4.5. Summary of DODH reactions using the oxidative cleavage of diols as reductant

Table 3 summarizes the catalyst systems with the highest yields using oxidative cleavage to drive DODH. These results show that deformylation seems to be ubiquitous in V and Mo systems, whereas Re does not commonly show this reactivity.

5. Conclusion

Rhenium catalysts have been shown to be the most efficient catalysts for DODH by affording both fast reaction rates and excellent alkene yields. Although rhenium is a rare and expensive metal, the reaction conditions required for DODH using rhenium catalysts are milder than the conditions required for current molybdenum and vanadium catalyst systems. Rhenium systems are also not hampered by multiple competing reaction mechanisms; probably because of the relatively low temperatures required to perform catalysis. Although significant progress has been made exploring other metals and ligand environments, MTO is still the reigning champion in the field of DODH, affording fast catalyst turnover with nearly all reductants studied at relatively low temperatures.
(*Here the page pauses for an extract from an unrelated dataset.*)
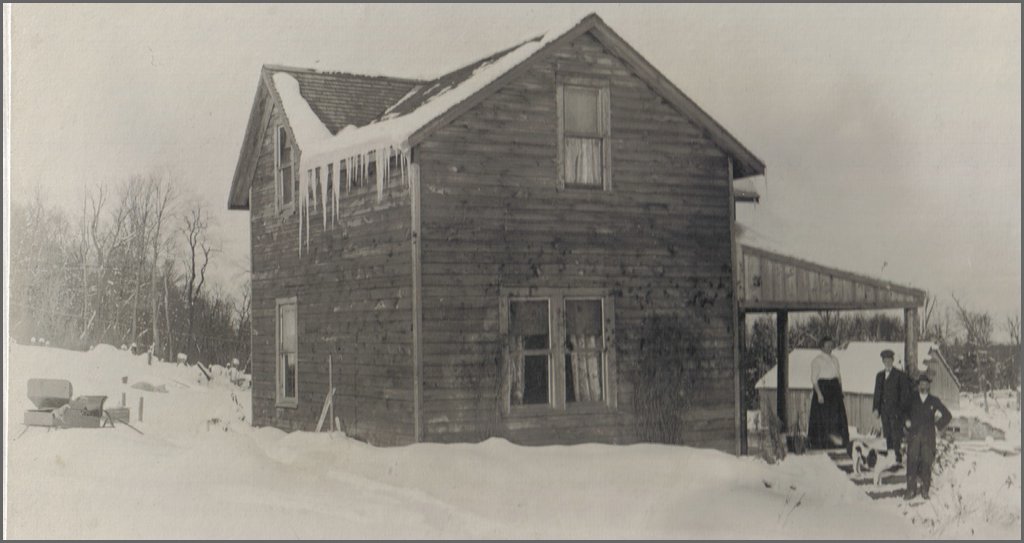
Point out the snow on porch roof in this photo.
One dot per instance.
(771, 278)
(414, 112)
(859, 363)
Finally, it is noteworthy that there are relatively few catalyst systems in the literature. A great deal of exploration is needed in the chemical space of molybdenum- and vanadium-oxo catalysts, including manipulation of the steric and electronic environments produced by the ligands. Only a few catalysts have been explored, and, especially for molybdenum, their alkene yields and selectivities require significant improvement to reach the activity of Re, so continued work may well find superior systems. Molybdenum-oxo compounds are particularly promising because a large number of complexes can be synthesized readily from easily accessible starting materials. Vanadium's possibilities are also quite intriguing, because it can adopt a number of spin states in reduced species.